Wall Street Journal op-ed by Mark Zuckerberg explains how ad targeting works … Again
The big picture: The Facebook PR train keeps chugging away into 2019 with an op-ed from CEO Mark Zuckerberg published in WSJ. The piece mostly reiterates the points he made back in December 2018. This time Zuck seems to be trying to reach investors instead of users.
Facebook’s PR blitz continues, this time with an op-ed penned by Mark Zuckerberg in the Wall Street Journal titled “The Facts About Facebook.” In it he explains that many people have questioned his business model, so he felt the need to clarify things.
“Recently I’ve heard many questions about our business model, so I want to explain the principles of how we operate,” he opens.

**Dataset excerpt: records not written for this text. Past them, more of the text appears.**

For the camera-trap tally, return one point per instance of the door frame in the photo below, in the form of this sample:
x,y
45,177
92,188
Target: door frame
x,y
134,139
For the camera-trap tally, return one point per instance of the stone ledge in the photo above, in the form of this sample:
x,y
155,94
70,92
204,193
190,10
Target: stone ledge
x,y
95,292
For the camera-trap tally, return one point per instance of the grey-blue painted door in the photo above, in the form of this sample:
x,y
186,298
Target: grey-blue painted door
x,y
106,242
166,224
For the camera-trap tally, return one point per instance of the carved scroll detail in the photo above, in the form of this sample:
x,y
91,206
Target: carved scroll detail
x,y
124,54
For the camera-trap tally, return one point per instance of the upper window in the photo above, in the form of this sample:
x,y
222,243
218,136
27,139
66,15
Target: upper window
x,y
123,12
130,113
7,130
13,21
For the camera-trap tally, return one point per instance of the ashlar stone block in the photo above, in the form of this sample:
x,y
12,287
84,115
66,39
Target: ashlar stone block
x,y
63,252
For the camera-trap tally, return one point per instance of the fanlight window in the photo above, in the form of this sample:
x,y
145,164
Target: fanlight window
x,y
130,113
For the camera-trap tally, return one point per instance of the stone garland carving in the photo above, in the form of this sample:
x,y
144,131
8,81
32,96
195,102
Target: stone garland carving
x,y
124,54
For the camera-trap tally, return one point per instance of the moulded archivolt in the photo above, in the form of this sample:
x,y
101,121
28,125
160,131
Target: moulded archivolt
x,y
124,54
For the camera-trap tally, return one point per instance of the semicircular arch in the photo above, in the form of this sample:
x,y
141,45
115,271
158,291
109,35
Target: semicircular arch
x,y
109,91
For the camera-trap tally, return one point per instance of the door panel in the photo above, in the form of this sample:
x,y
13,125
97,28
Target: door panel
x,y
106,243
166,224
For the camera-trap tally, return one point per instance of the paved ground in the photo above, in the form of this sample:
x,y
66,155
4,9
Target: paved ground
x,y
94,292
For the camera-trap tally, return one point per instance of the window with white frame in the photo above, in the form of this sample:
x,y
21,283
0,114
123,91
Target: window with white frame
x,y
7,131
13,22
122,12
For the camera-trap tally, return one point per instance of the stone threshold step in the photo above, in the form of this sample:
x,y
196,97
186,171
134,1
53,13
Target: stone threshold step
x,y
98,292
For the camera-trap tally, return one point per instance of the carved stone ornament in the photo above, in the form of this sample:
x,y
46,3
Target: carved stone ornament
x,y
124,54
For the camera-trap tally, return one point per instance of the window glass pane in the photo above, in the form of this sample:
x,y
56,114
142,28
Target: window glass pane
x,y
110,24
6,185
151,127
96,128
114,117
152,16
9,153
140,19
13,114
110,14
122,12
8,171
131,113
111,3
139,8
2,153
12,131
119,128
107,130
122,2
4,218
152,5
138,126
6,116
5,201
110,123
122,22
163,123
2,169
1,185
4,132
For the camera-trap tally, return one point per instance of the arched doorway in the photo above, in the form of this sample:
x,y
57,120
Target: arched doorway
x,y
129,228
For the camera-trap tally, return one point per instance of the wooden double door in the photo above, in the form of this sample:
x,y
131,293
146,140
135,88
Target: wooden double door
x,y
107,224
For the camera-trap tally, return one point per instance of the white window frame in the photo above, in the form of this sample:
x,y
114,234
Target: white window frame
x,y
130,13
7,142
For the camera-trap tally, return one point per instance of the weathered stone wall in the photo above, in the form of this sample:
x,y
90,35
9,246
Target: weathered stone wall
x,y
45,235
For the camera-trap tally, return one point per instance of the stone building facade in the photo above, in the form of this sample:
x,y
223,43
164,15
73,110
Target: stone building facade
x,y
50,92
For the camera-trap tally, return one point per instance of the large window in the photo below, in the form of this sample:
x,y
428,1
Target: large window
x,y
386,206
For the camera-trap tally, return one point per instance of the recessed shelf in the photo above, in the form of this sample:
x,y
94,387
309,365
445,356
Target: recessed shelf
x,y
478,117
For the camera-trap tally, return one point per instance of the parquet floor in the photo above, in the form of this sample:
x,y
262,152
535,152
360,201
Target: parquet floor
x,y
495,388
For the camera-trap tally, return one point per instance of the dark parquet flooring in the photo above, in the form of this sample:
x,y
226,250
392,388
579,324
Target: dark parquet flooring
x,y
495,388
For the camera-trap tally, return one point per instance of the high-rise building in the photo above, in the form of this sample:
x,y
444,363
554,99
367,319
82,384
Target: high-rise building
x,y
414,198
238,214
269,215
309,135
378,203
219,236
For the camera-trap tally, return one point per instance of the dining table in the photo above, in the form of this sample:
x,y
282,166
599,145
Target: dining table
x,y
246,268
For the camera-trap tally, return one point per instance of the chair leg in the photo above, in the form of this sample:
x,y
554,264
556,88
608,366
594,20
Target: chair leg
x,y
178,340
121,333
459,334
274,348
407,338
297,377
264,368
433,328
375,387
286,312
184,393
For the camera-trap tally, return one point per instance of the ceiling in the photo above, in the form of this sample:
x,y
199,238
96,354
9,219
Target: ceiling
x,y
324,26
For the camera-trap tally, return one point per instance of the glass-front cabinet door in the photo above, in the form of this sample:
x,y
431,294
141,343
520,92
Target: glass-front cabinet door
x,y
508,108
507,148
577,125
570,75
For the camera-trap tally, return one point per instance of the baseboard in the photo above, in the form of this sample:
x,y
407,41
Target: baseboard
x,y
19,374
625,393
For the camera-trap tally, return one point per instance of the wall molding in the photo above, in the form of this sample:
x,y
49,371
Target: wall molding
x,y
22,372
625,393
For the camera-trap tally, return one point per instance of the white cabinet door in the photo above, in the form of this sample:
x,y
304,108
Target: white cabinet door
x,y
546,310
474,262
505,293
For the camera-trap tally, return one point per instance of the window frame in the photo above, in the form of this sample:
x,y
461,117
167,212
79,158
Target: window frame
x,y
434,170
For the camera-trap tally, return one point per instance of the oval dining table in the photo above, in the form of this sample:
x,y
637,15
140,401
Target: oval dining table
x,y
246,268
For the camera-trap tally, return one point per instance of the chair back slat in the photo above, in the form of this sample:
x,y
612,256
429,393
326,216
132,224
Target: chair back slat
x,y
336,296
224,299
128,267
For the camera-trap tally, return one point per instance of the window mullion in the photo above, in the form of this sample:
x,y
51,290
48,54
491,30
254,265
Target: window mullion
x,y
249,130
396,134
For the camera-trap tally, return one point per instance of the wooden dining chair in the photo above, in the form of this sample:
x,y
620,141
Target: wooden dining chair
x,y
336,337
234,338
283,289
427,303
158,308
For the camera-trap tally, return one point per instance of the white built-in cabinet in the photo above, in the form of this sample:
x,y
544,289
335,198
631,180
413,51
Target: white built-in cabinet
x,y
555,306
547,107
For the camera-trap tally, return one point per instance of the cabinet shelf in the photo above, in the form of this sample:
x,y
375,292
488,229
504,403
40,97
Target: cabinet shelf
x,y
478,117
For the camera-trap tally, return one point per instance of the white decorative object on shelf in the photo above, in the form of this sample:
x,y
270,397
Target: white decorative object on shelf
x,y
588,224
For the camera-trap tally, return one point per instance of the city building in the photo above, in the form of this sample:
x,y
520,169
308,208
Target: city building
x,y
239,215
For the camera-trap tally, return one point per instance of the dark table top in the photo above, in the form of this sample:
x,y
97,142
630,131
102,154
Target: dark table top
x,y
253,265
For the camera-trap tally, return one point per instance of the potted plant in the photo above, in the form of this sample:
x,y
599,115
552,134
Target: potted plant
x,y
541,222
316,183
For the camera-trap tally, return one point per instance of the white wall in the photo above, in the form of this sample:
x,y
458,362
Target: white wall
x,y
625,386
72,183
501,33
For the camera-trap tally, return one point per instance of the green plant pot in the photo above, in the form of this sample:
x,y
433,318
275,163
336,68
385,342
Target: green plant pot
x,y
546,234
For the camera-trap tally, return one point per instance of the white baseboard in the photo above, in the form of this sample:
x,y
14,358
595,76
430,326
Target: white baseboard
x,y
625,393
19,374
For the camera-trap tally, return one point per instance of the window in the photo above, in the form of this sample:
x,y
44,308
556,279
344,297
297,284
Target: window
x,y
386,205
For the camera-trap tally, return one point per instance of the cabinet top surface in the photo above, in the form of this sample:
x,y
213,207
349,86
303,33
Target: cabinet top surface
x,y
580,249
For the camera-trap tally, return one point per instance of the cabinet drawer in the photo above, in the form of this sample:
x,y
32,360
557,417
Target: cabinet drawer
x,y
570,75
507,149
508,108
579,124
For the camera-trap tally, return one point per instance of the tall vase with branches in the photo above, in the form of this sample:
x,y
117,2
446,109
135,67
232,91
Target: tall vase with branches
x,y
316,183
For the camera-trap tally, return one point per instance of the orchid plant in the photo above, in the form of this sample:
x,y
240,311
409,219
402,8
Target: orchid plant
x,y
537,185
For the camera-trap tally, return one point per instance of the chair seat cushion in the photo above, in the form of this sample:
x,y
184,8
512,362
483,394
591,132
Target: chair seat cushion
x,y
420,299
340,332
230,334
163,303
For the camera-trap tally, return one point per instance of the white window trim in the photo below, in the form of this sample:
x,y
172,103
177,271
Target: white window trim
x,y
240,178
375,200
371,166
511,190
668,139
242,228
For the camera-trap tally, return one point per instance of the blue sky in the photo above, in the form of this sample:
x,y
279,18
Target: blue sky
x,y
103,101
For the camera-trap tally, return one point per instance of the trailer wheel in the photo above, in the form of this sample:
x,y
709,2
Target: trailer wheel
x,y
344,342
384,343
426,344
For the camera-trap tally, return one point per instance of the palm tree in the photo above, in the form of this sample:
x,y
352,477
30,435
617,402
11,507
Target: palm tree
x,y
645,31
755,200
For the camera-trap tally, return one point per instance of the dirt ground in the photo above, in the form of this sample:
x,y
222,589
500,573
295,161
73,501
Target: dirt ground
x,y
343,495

He then goes on to expound at length about how ad targeting works and how Facebook doesn’t sell users’ data. Much of it is the same spiel he posted on his personal Facebook page late last December. Only the venue (and the audience) has changed.
“People assume we do things that we don’t do. For example, we don’t sell people’s data, even though it’s often reported that we do.”
Instead of selling advertisers users’ information, it collects data from them and puts it into categories. It then sells ads that target these categories to the industry.
It has all been said before and is really quite telling. It would seem that Zuck wants to make sure that the message he sent to users reaches its investors and shareholders who may not even have Facebook accounts. What better place to do that than the Wall Street Journal?
A quick look at Facebook stock over the last six months shows why Mr. Zuckerberg may have thought extra effort to reach investors was necessary. Just in the last half of 2018, stock plummetted over 40 percent, falling from a high of $217.50 to $124.06 per share. It rallied back in December after his Facebook post to users, but only to $131 by year’s end.
Shares continue to recover in 2019, but not at a very impressive rate having regained only seven points since the first of the year.
While his WSJ piece is worded as if he is addressing users, it is much more likely he is targeting a different group. There is no shortage of negative press that Zuck and company have to fend off. Everything from Cambridge Analytica to trouble with the FTC still looms over the platform’s head. He has even admitted being “at war” with its bad publicity. So it should not come as a surprise this war is being waged on multiple fronts.